Then this morning, IHOP announced a new line of pancakes, which are burgers. Look at this nonsense:

That cavernous, droning sound you hear is our staff's collective groaning. Apparently, since those pancake pizzas didn't spawn an offshoot cottage industry for the brand, and neither did that one weird Tweet that implied pancake insemination, the move is now to sell falsehoods in edible form. As George Orwell once cautioned in 1984, IHOP is now asking us to reject the evidence of our eyes and ears. It is their final, most essential command.

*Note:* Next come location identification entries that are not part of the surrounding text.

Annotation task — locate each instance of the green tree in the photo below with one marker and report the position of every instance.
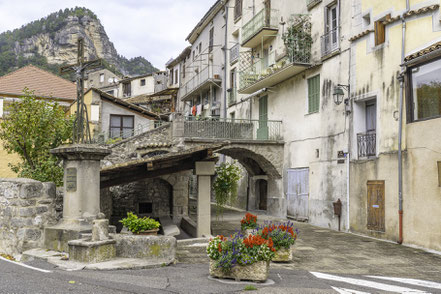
(31, 128)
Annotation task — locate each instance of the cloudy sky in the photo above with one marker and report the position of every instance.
(154, 29)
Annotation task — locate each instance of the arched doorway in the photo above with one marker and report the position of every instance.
(261, 194)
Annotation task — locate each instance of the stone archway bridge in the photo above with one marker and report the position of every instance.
(261, 156)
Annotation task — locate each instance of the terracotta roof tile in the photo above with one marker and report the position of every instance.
(45, 84)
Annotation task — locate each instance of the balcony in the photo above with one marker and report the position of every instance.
(234, 53)
(330, 42)
(264, 24)
(367, 144)
(233, 129)
(269, 71)
(232, 95)
(201, 80)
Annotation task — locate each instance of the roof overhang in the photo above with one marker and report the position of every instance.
(156, 166)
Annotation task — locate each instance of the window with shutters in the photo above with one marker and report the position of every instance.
(121, 126)
(314, 94)
(380, 30)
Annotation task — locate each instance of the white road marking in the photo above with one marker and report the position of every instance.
(348, 291)
(25, 265)
(415, 282)
(369, 284)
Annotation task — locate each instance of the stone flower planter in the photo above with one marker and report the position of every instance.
(257, 272)
(283, 254)
(148, 232)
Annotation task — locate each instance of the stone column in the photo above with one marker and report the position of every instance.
(81, 180)
(204, 170)
(81, 202)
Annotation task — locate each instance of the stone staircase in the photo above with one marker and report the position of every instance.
(192, 250)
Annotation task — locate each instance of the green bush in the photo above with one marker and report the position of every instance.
(136, 225)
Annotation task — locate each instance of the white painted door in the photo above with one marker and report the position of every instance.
(298, 193)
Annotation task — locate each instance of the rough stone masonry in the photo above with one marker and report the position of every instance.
(26, 207)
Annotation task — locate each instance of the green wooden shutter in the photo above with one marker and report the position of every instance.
(314, 94)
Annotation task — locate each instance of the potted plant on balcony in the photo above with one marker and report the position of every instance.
(140, 226)
(248, 224)
(240, 258)
(283, 237)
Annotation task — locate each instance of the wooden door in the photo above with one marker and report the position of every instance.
(298, 193)
(263, 194)
(375, 206)
(262, 131)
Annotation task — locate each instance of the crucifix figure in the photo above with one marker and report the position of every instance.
(81, 130)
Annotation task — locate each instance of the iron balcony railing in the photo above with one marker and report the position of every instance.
(233, 129)
(232, 95)
(234, 53)
(260, 68)
(114, 136)
(263, 19)
(367, 144)
(207, 73)
(330, 42)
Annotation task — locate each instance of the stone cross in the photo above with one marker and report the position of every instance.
(81, 131)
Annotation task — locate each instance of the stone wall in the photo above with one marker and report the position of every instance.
(26, 207)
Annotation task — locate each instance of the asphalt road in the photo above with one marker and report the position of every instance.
(193, 278)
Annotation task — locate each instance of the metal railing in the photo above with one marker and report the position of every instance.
(367, 144)
(234, 53)
(112, 137)
(233, 129)
(232, 95)
(208, 72)
(330, 41)
(263, 19)
(260, 68)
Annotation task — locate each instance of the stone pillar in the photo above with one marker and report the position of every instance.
(81, 202)
(204, 170)
(276, 198)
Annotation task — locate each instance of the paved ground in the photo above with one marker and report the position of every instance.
(325, 262)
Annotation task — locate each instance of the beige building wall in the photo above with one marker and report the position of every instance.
(374, 72)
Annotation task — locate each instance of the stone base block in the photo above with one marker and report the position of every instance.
(145, 247)
(56, 238)
(283, 255)
(257, 272)
(92, 251)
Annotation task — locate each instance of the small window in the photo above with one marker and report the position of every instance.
(145, 208)
(314, 94)
(425, 91)
(95, 113)
(380, 30)
(121, 126)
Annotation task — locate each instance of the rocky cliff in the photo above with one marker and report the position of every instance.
(52, 41)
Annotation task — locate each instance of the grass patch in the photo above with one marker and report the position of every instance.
(250, 288)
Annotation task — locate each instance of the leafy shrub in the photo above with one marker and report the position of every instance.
(136, 225)
(238, 250)
(248, 222)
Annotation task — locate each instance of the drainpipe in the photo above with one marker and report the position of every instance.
(400, 133)
(224, 90)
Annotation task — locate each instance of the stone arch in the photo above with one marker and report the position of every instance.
(256, 164)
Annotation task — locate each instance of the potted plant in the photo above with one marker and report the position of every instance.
(283, 237)
(249, 223)
(240, 258)
(140, 226)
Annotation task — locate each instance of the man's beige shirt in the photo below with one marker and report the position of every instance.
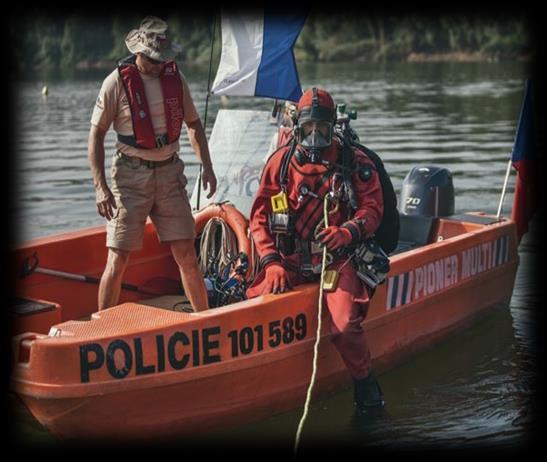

Also, you'd think that this burgers-as-pancakes situation would mean pancake-based burgers, along the lines of a McGriddle, but only one of the three promo'd burgers even has a pancake on it, and it mostly just serves the function of the middle bun in a Big Mac. This is ridiculous. It's all ridiculous. Why. Why? It's not like IHOP hasn't previously had burgers on its menu, and yet now the burger is an agent of radical disruption? IHOP is gaslighting America, and honestly, it feels like we've done everything to deserve it.

Case in point: A first draft of this article concluded with an expression of remorse for Chandler, who has fewer than 200 followers on Twitter and wound up being dunked on in a commercial by a clout-hungry brand anyway. But then he posted some sponsored content on their behalf. None of this is good. It's hard to pin down exactly why; we just know that it's not.